I was thinking it would be something really cool that made an entire town vanish into thin air: aliens, a mystical force, a plague, some crazy creatures, SOMETHING...

What actually happened? In 1893, two awful men rob the town's rich guy, proceed to murder him and other random people, and then the town preacher goes insane and locks the remaining residents in a cave. In 2009, a horrible guy tricks a nice couple and his estranged daughter into going to the town for a 'paranormal investigation', but in reality he's working with three awful guys in trying to find the lost gold.

I can't even tell you how pissed I am at how much time I lost on this book. It's all a complete lie, and like I said above, a bait and switch. I didn't care about any of the characters, I didn't care about the outcome, frankly, I found the book incredibly stupid, and a complete waste of time and energy.

I think I have other books by Blake Crouch on my to-read shelf, and after reading this pointless book, I'm probably going to never read anything else by him ever again.
challenging dark emotional mysterious sad tense medium-paced
Plot or Character Driven: A mix
Strong character development: Yes
Loveable characters: Complicated
Diverse cast of characters: Yes
Flaws of characters a main focus: No

I was expecting something more like Dark Matter or Recursion. It is not like that at all. It was okay. Thriller/adventure set in CO mining town.

When I first began reading Abandon, I thought it was going to be a ghost/haunting story. When I first realized that it was not, I was initially disappointed. However, my disappointment waned as the story progressed.

Abandon was the name of a remote mining town. In 1893, everyone simply disappeared. The town was discovered empty on Christmas day, with food on the tables, no signs of struggle, everyone just gone.

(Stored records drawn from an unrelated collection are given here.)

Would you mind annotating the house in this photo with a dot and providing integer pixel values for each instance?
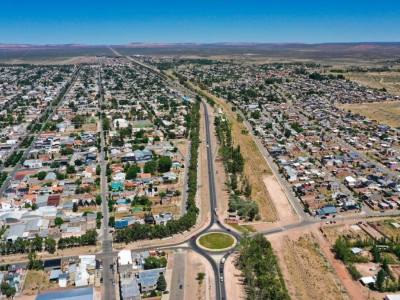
(120, 123)
(76, 293)
(327, 210)
(130, 289)
(125, 257)
(117, 186)
(169, 177)
(143, 155)
(33, 163)
(392, 297)
(147, 279)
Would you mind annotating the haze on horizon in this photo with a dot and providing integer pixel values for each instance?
(101, 22)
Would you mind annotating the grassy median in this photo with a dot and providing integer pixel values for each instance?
(216, 240)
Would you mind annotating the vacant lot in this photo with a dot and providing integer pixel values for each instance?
(255, 167)
(384, 112)
(378, 80)
(307, 272)
(36, 281)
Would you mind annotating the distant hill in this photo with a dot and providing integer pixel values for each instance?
(365, 50)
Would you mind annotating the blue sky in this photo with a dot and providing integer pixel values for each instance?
(119, 22)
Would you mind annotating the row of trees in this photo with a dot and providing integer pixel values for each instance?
(260, 269)
(143, 231)
(49, 244)
(87, 239)
(234, 165)
(21, 245)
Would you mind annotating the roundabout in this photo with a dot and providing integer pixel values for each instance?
(216, 241)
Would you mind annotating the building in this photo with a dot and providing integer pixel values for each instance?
(70, 294)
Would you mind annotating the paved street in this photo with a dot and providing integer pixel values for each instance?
(106, 237)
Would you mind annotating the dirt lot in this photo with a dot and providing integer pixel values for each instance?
(37, 281)
(255, 167)
(307, 273)
(351, 231)
(384, 112)
(388, 80)
(386, 227)
(233, 280)
(285, 212)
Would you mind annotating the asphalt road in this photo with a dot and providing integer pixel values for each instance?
(107, 255)
(35, 135)
(177, 289)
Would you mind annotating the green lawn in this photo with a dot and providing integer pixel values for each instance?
(216, 240)
(243, 228)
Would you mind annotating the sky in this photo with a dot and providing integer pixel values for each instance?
(201, 21)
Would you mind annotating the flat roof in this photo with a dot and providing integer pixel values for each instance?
(86, 293)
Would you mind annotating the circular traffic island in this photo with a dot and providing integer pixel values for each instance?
(216, 241)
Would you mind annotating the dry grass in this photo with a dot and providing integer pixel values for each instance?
(388, 229)
(255, 167)
(309, 273)
(36, 281)
(383, 112)
(332, 233)
(378, 80)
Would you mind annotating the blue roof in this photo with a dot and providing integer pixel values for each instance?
(69, 294)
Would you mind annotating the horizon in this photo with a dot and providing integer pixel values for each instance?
(177, 22)
(137, 43)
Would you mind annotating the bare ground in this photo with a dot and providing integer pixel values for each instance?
(255, 165)
(383, 112)
(307, 273)
(198, 290)
(285, 212)
(233, 280)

The story goes back and forth between 1893 and 2009 (the year of the original copyright), telling the story of what happened in the town, and following a history professor, his journalist daughter, and some others, including a couple of "psychic photographers," as they gain access to this town.

Eventually we find out what happened to all of the people in the town, so that mystery is solved. The point of the story, at least what I got out of it, is what greed can do to people. Essentially, that is what this story is about . . . greed. You see, "thar's gold in them thar hills!"

At some point, the owner of the mine was robbed and killed by some folks who lived in the town. His gold was stolen, and then hidden in the mine. But due to circumstances, they never got back to retrieve it. The history professor knows about this gold, and that is why he is going to Abandon, pretending to be interested in the history of the town. Unfortunately, there are others who know about this gold, as well.

It's a thrilling story, indeed, complete with betrayal on all sides and unexpected, sometimes tragic, plot twists. The ending isn't entirely satisfying, but it is fitting, because it illustrates the consequences of greed when it completely takes a person over.
adventurous dark tense fast-paced
Plot or Character Driven: Plot
Strong character development: Yes
Loveable characters: Complicated
Diverse cast of characters: Yes
Flaws of characters a main focus: Complicated

Crouch's books are like fast-food - not very filling yet oddly satisfying. I was expecting a ghost story, but this is a crime thriller, and even though it wasn't what I expected, there were plenty of implausible twists and turns that kept me interested.